GCS Sink

You can set up a GCS Sink to export your data from Tinybird to any Google Cloud Storage bucket in CSV, NDJSON, or Parquet format. The GCS Sink allows you to offload data on a batch-based schedule using Tinybird's fully managed connector.

Setting up the GCS Sink requires:

  1. Configuring Google Cloud permissions using Service Accounts.
  2. Creating a connection file in Tinybird.
  3. Creating a Sink pipe that uses this connection

Tinybird represents Sinks using the icon.

The GCS Sink feature is available for Developer and Enterprise plans. See Plans.

Environment considerations

Before setting up the GCS Sink, understand how it works in different environments.

Cloud environment

In the Tinybird Cloud environment, Tinybird uses the Service Account credentials you provide to write to your GCS bucket.

Local environment

When using the GCS Sink in the Tinybird Local environment, which runs in a container, you need to pass your local GCP credentials to the container. These credentials must have the permissions described in the GCS permissions section, including access to GCS operations like storage.objects.create, storage.objects.get, etc.

When using the GCS Sink in the --local environment, scheduled sink operations are not supported. You can only run on-demand sinks using tb sink run <pipe_name>. For scheduled sink operations, use the Cloud environment.

Set up the sink

1

Create a GCS connection

You can create a GCS connection in Tinybird using either the guided CLI process or by manually creating a connection file.

The Tinybird CLI provides a guided process that helps you set up the required GCP permissions and creates the connection file automatically:

tb connection create gcs

When prompted, you'll need to:

  1. Enter a name for your connection.
  2. Enter the GCS bucket name.
  3. Provide the service account credentials (JSON key file).
  4. The credentials will be stored securely using tb secret, which will allow you to have different credentials for each environment.

Option 2: Create a connection file manually

You can also set up a connection manually by creating a connection file with the required credentials.
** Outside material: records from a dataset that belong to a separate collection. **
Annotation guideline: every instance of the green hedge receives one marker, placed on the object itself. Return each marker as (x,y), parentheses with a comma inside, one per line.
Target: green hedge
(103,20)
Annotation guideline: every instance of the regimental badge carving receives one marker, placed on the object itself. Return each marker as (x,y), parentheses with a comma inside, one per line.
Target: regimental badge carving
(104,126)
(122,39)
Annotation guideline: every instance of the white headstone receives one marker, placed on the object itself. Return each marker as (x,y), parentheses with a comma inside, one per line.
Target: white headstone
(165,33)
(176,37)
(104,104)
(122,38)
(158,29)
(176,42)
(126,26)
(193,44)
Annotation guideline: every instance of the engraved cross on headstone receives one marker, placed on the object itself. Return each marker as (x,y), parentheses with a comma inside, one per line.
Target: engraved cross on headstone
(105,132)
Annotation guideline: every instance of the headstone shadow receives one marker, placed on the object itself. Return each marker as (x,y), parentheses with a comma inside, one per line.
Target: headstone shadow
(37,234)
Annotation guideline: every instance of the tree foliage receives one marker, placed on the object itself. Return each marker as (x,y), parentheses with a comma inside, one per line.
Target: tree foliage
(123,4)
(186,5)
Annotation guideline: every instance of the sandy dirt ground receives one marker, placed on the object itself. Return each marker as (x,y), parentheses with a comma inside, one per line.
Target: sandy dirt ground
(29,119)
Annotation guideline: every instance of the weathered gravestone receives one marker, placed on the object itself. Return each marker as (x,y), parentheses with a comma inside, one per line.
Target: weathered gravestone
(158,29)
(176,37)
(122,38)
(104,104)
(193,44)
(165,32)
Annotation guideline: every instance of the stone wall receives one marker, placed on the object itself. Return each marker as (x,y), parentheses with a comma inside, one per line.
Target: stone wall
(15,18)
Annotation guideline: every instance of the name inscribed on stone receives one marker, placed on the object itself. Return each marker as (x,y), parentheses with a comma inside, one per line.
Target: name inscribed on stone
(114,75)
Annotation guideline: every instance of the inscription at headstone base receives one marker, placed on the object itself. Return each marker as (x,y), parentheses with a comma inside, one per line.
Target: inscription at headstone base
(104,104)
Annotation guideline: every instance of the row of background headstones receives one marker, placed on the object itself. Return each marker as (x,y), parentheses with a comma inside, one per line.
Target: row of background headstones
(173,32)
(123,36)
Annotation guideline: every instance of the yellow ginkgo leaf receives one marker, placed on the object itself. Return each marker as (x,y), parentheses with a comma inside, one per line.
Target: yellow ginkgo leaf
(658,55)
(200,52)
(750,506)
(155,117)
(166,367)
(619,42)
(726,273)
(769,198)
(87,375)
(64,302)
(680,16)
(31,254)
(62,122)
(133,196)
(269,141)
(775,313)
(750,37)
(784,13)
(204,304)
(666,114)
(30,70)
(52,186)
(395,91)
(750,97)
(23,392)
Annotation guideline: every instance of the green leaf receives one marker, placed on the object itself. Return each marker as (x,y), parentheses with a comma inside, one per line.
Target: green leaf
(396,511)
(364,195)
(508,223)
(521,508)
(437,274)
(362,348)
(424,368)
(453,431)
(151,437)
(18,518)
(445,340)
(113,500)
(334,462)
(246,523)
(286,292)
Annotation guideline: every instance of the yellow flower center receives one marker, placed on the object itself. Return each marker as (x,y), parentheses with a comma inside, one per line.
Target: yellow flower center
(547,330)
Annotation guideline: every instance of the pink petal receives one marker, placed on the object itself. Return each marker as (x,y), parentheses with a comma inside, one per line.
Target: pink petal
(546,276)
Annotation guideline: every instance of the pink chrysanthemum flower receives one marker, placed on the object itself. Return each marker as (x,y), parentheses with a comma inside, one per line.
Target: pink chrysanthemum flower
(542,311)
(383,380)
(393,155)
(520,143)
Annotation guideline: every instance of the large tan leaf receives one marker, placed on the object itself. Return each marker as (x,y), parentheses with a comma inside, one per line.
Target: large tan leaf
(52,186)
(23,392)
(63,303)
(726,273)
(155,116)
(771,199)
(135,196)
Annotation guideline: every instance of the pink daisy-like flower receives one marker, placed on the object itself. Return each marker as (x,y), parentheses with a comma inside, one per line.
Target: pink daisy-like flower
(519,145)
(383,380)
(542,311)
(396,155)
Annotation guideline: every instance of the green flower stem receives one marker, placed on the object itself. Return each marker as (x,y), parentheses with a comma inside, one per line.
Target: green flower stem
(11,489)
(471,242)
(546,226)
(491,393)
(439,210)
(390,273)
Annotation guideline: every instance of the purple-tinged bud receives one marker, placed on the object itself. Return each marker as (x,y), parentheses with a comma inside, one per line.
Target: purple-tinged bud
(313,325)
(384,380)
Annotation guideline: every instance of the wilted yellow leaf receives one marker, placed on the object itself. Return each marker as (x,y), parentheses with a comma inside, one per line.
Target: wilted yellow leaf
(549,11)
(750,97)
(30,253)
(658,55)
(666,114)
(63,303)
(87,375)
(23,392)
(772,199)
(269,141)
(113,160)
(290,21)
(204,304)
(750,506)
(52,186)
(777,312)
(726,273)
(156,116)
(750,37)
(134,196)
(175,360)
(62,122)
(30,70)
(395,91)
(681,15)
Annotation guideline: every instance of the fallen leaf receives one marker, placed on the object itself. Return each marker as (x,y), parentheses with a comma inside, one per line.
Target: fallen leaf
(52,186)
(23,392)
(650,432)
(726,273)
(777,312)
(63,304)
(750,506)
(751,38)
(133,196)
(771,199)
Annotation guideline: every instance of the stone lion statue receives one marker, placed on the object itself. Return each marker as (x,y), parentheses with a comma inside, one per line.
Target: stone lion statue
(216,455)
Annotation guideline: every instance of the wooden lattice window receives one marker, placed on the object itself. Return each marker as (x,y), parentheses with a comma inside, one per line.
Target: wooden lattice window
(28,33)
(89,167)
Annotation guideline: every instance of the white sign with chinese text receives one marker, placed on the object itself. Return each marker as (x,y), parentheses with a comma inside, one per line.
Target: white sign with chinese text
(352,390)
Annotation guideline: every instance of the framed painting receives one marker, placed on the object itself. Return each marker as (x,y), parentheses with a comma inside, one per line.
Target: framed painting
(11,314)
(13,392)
There are two authentication methods available:

This method uses Google Cloud Service Account credentials for authentication:

gcs_sample.connection
TYPE gcs
GCS_SERVICE_ACCOUNT_CREDENTIALS_JSON {{ tb_secret("GCS_KEY") }}

When creating your connection manually with Service Account authentication, you need to set up the required GCP Service Account with appropriate permissions. See the GCS permissions section for details on the required role configurations.

Option 2b: HMAC Authentication

This method uses HMAC keys for S3-compatible authentication with Google Cloud Storage:

gcs_sample.connection
TYPE gcs
GCS_ACCESS_ID {{ tb_secret('gcs_access_id') }}
GCS_SECRET {{ tb_secret('gcs_secret') }}

When using HMAC authentication, you need to:

  1. Create HMAC keys for your Google Cloud Storage bucket through the Cloud Console or CLI
  2. Ensure the associated service account has the same permissions described in the GCS permissions section
  3. Store the HMAC access ID and secret as Tinybird secrets

Service Account authentication (Option 2a) is recommended over HMAC authentication as it provides better integration with Google Cloud's IAM system and more granular permission control.

See Connection files for more details on how to create a connection file and manage secrets.

You need to create separate connections for each environment you're working with, Local and Cloud.

For example, you can create:

  • my-gcs-local for your Local environment
  • my-gcs-cloud for your Cloud environment
2

Create a Sink pipe

To create a Sink pipe, create a regular .pipe and filter the data you want to export to your bucket in the SQL section as in any other pipe. Then, specify the pipe as a sink type and add the needed configuration. Your pipe should have the following structure:

gcs_export.pipe
NODE node_0

SQL >
    SELECT *
    FROM events
    WHERE status = 'processed'

TYPE sink
EXPORT_CONNECTION_NAME "gcs_sample"
EXPORT_BUCKET_URI "gs://tinybird-sinks"
EXPORT_FILE_TEMPLATE "daily_prices" # Supports partitioning
EXPORT_SCHEDULE "*/5 * * * *" 
EXPORT_FORMAT "csv" # Optional
EXPORT_COMPRESSION "gz" # Optional
3

Deploy the Sink pipe

After defining your GCS data source and connection, test it by running a deploy check:

tb --cloud deploy --check

This runs the connection locally and checks if the connection is valid. To see the connection details, run tb --cloud connection ls.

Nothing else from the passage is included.